I wrote a script which uses nltk's FreqDist
module then converts it into a pandas dataframe. The code snippet is as follows:
.......
import unicodedata
str2 = unicodedata.normalize('NFKD', str1).encode('ascii','ignore')
words = nltk.tokenize.word_tokenize(str2)
fdist = nltk.FreqDist(words)
df = pd.DataFrame.from_dict(fdist, orient='index').reset_index()
df = df.rename(columns={'index':'query_word', 0:'count'})
df2 = df.sort_values(['count'], ascending=[False])
Now, I am trying to plot it using plotly
for which my code snippet looks as follows:
import plotly.plotly as py
import plotly.graph_objs as go
data = [go.Bar(x= df.query_word, y= df.count)]

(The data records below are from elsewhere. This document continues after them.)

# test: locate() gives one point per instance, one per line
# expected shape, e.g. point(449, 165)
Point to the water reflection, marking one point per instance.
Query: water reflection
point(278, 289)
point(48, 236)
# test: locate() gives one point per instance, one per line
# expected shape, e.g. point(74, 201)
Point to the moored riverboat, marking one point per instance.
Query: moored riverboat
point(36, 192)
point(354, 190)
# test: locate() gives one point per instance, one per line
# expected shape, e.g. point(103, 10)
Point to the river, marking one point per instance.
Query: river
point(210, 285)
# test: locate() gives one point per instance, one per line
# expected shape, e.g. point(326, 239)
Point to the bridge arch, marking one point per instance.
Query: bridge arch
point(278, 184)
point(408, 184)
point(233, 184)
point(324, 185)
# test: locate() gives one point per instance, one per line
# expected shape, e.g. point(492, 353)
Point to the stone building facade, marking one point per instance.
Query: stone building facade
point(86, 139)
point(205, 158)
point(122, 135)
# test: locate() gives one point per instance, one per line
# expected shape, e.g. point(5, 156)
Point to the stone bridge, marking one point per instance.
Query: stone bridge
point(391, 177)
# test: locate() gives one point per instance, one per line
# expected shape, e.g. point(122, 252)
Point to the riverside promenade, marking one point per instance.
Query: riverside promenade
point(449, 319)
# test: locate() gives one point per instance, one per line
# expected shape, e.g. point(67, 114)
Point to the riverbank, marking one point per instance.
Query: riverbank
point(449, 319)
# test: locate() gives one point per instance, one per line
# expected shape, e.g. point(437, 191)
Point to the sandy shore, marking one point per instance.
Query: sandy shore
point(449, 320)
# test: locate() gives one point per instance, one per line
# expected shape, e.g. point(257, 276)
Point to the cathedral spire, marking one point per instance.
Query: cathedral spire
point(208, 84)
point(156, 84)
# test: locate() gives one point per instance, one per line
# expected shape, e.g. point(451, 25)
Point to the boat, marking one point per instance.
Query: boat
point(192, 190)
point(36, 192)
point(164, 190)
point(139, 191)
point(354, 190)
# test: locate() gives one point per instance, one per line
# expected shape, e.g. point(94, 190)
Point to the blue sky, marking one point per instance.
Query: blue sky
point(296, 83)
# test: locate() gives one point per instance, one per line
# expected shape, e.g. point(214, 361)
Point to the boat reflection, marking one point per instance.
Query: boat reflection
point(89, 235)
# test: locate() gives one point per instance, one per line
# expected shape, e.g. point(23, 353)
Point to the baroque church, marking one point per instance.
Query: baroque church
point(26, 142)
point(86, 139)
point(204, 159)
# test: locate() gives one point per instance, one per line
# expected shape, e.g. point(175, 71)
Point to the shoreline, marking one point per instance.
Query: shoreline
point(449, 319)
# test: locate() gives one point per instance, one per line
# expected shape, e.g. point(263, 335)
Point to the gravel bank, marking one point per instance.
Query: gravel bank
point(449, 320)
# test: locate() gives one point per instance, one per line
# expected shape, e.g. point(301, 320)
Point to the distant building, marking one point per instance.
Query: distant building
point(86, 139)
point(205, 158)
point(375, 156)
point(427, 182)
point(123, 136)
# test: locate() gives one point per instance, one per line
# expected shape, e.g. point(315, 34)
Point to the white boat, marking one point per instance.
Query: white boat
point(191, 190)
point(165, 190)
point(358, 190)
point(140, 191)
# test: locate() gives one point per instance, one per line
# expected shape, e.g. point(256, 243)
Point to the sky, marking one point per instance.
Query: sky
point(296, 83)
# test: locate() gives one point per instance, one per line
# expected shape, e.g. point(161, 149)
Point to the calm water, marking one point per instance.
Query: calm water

py.iplot(data, filename='basic-bar')
When I run this part, I get the following error:
---------------------------------------------------------------------------
TypeError Traceback (most recent call last)
<ipython-input-15-87d0c9af254b> in <module>()
----> 1 py.iplot(data, filename='basic-bar')
/usr/local/lib/python2.7/dist-packages/plotly/plotly/plotly.pyc in iplot(figure_or_data, **plot_options)
150 if 'auto_open' not in plot_options:
151 plot_options['auto_open'] = False
--> 152 url = plot(figure_or_data, **plot_options)
153
154 if isinstance(figure_or_data, dict):
/usr/local/lib/python2.7/dist-packages/plotly/plotly/plotly.pyc in plot(figure_or_data, validate, **plot_options)
239
240 plot_options = _plot_option_logic(plot_options)
--> 241 res = _send_to_plotly(figure, **plot_options)
242
243 if res['error'] == '':
/usr/local/lib/python2.7/dist-packages/plotly/plotly/plotly.pyc in _send_to_plotly(figure, **plot_options)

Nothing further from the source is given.